The General Thomas Evans Memorial was erected in 1888. Evans was born on 9 March 1777, near Wolverhampton, Staffordshire, England. He volunteered for the British army in 1793 and became a lieutenant in the King’s Regiment, on 11 October 1796. He served in the West Indies, Egyptian campaign and Gibraltar. By August 1808 he was in Quebec, second in command in British North America.
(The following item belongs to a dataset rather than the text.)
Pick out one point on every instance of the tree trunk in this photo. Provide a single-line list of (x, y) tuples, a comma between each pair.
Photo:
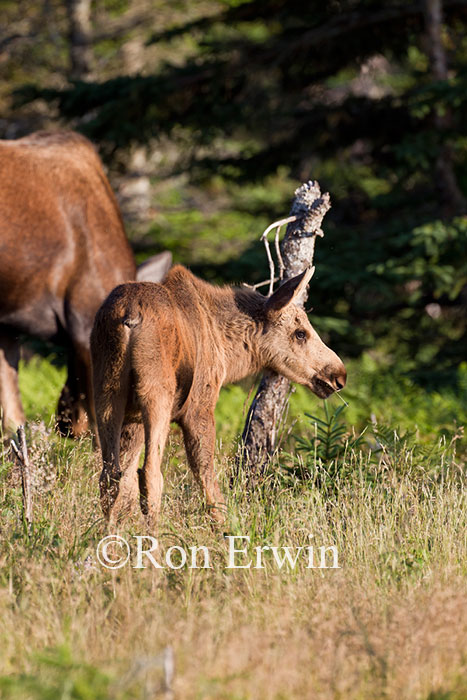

In the summer of 1811, Captain Evans was posted to Upper Canada as brigade-major to Major-General Isaac Brock. On the outbreak of war with the United States in June, he was primarily responsible for preparing the expedition which compelled the surrender of General William Hull’s army at Detroit on 16 August. His brilliant handling of reinforcements at Queenston on 13 October, following the death of Brock, proved a vital contribution to victory.
He was honoured with a Lieutenant-Colonel’s brevet retroactive to 13 October 1812. He commanded five companies of his regiment in the operation against the American base at Sackets Harbor, suffering three wounds. He had important roles in the expulsion of the Americans from Forty Mile Creek on the Niagara peninsula in June and in the remaining actions of the campaign of 1813.
In the winter of 1813–14, Evans commanded six service companies of the 2nd battalion of the 8th, as well as 230 seamen posted to the fleet at Kingston, on a forced snowshoe march through the wilderness from New Brunswick to Quebec. In March, he proceeded to Upper Canada and the command of the 8th’s 1st battalion, winning commendation for effective leadership at the battle of Chippawa on 5 July, and at Lundy’s Lane on the 25. He was wounded for the fourth time in the assault on Fort Erie on 15 August, but continued on active service until the end of the war, by which time he had won ten honourable mentions in dispatches and general orders.
Evans commanded the 2nd battalion of the 8th in Montreal in February 1815 and returned to the United Kingdom with the battalion in August. He returned to Canada in 1816, joined the 70th in Kingston in July where he served the next 11 years, frequently as its commanding officer.